Pearson residual: \(r_i^P = \frac { y_i - \hat { \mu_i } } { \sqrt { V ( \hat { \mu_i } ) } }\) where \(V(\hat{\mu_i})\) is variance function evaluated at \(\hat{\mu_i}\)
note - for binary data, \(r_{P}\) is asymptotically binary.
Deviance residual: \(r_i^{D} = sgn ( y_i - \hat{\mu_i}) ) \sqrt(d_i)\) where \(Deviance = \sum_{i=1}^{n} d_i\)
Hat values: \(H = W ^ { 1 / 2 } X \left( X ^ { T } W X \right) ^ { - 1 } X ^ { T } W ^ { 1 / 2 }\), then \(h_i\) is the \(i^{th}\) diagonal value.
Cooks distance: \(D_{ i } = \frac { \left( \hat { \beta } _ { ( i ) } - \hat { \beta } \right) ^ { T } \left( X ^ { T } W X \right) \left( \hat { \beta } _ { ( i ) } - \hat { \beta } \right) } { p \hat { \phi } }\)
Example: Binary logistic regression, WCGA example
##
## Call:
## glm(formula = chd69 ~ age + chol + bmi + smoke + typeA, family = binomial,
## data = wcgs)
##
## Deviance Residuals:
## Min 1Q Median 3Q Max
## -1.2419 -0.4452 -0.3282 -0.2310 2.9352
##
## Coefficients:
## Estimate Std.

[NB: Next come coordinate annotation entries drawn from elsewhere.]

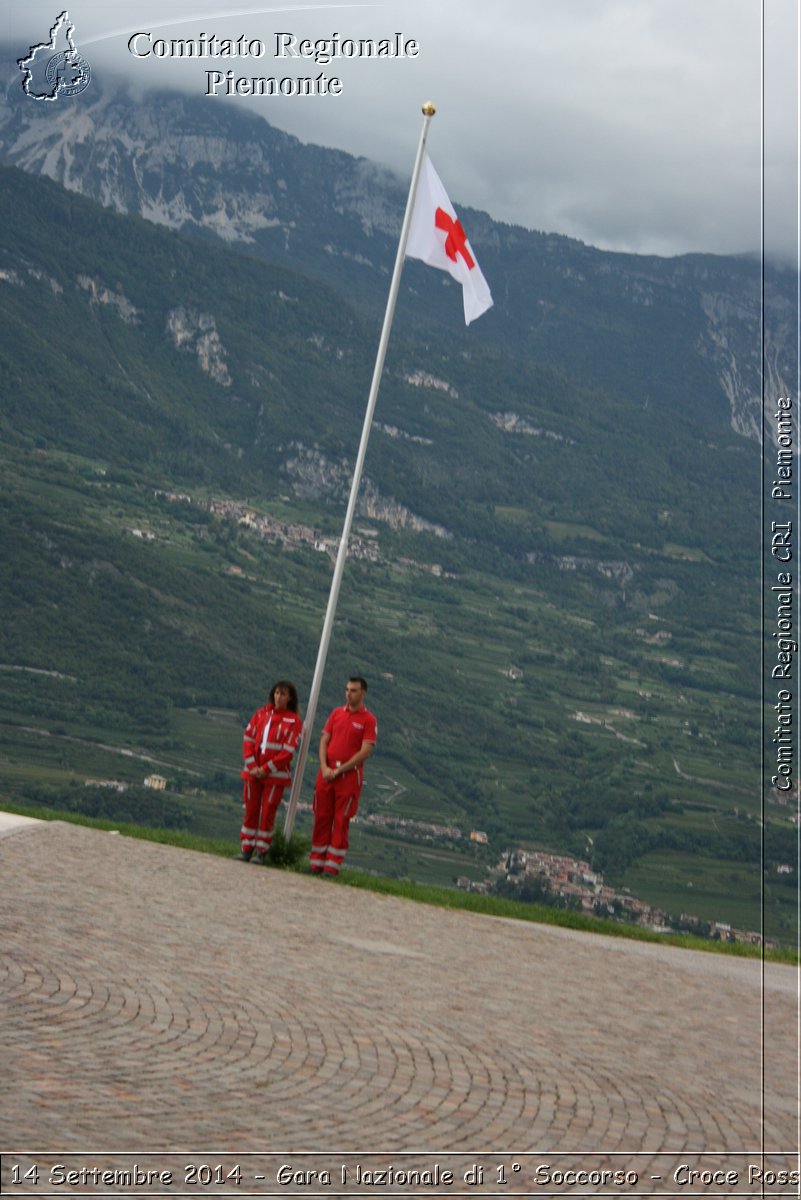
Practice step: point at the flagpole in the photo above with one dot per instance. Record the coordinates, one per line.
(317, 682)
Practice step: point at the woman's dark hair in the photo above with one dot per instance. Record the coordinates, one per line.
(291, 703)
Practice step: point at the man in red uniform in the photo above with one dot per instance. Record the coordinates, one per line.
(270, 741)
(347, 743)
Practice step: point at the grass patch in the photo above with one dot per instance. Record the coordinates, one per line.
(293, 857)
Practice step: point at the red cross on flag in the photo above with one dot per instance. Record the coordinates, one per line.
(435, 235)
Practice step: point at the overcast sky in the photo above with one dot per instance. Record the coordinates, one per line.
(631, 124)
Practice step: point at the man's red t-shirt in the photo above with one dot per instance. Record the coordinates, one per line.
(348, 731)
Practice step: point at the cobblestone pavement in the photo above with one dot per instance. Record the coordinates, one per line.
(162, 1000)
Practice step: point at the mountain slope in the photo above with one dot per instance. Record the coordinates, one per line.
(561, 654)
(682, 334)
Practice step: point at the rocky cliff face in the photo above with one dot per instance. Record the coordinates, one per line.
(644, 325)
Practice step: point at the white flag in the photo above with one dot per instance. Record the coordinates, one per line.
(437, 237)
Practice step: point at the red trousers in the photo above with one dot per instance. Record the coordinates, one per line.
(262, 799)
(335, 804)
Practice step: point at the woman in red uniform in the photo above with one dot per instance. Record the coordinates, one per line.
(270, 742)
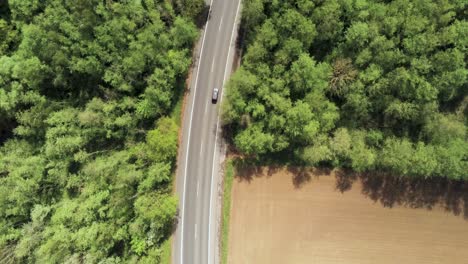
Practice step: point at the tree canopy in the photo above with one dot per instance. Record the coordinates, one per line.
(360, 84)
(87, 144)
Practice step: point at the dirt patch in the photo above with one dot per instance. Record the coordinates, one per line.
(302, 216)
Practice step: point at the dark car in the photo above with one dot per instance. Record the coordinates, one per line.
(214, 96)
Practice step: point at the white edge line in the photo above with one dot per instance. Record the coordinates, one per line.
(216, 132)
(188, 143)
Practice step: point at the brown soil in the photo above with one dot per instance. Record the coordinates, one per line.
(296, 216)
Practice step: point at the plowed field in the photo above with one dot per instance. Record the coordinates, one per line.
(288, 216)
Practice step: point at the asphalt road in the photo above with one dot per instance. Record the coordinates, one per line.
(198, 177)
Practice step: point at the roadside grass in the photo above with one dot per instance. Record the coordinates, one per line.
(166, 252)
(228, 180)
(177, 111)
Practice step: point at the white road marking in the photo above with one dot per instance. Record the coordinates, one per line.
(216, 132)
(212, 64)
(206, 109)
(188, 144)
(220, 24)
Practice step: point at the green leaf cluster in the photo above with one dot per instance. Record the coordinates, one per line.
(87, 153)
(360, 84)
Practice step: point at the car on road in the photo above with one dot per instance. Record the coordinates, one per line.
(214, 96)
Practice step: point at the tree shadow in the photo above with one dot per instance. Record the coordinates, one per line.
(247, 170)
(389, 190)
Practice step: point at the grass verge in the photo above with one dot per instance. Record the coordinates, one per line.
(228, 179)
(166, 252)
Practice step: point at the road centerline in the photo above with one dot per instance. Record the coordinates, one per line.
(188, 142)
(216, 132)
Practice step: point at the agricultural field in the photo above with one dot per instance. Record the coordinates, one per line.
(281, 215)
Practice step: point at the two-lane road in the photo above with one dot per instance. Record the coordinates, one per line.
(196, 240)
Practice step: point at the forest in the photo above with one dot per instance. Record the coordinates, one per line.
(366, 85)
(90, 94)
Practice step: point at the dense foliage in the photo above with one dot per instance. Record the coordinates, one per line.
(87, 149)
(361, 84)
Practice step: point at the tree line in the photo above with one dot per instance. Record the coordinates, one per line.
(360, 84)
(87, 143)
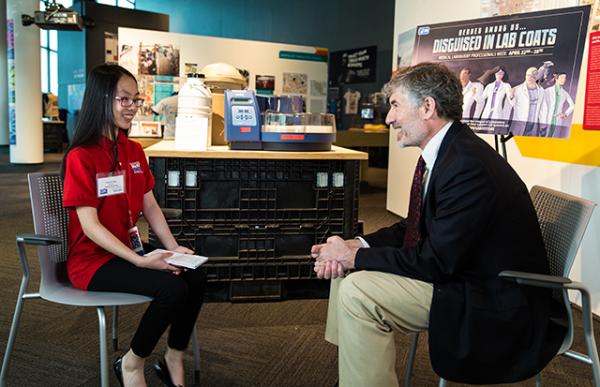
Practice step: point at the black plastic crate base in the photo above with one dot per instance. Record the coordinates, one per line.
(267, 290)
(256, 219)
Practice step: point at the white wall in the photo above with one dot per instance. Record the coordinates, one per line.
(575, 179)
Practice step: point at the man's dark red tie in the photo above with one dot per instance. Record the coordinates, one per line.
(412, 234)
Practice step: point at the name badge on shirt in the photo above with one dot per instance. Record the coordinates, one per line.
(112, 183)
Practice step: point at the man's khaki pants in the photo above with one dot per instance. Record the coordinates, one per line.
(364, 310)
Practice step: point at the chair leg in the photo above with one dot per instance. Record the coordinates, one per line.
(13, 328)
(538, 380)
(196, 350)
(414, 341)
(115, 328)
(588, 331)
(104, 382)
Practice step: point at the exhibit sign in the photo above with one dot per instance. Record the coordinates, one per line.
(591, 110)
(348, 67)
(519, 73)
(12, 114)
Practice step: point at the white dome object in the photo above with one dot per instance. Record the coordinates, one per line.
(194, 99)
(223, 76)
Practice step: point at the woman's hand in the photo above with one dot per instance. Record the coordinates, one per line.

Error z value Pr(>|z|)
## (Intercept) -10.450174 0.945501 -11.053 < 2e-16 ***
## age 0.067912 0.011744 5.783 7.35e-09 ***
## chol 0.011135 0.001489 7.476 7.65e-14 ***
## bmi 0.086813 0.025631 3.387 0.000707 ***
## smokeYes 0.614705 0.140115 4.387 1.15e-05 ***
## typeAB -0.730325 0.143669 -5.083 3.71e-07 ***
## ---
## Signif. codes: 0 '***' 0.001 '**' 0.01 '*' 0.05 '.' 0.1 ' ' 1
##
## (Dispersion parameter for binomial family taken to be 1)
##
## Null deviance: 1779.2 on 3141 degrees of freedom
## Residual deviance: 1608.3 on 3136 degrees of freedom
## (12 observations deleted due to missingness)
## AIC: 1620.3
##
## Number of Fisher Scoring iterations: 6
For generalized linear models, especially unreplicated binary, small Poisson counts, crosstabulated data, these plots aren’t much help.
multinomial case, ordinal logistic case, plots aren’t even well defined.
need to tailor examination to structure, e.g. look at various stratified estimates in case of aggregated data.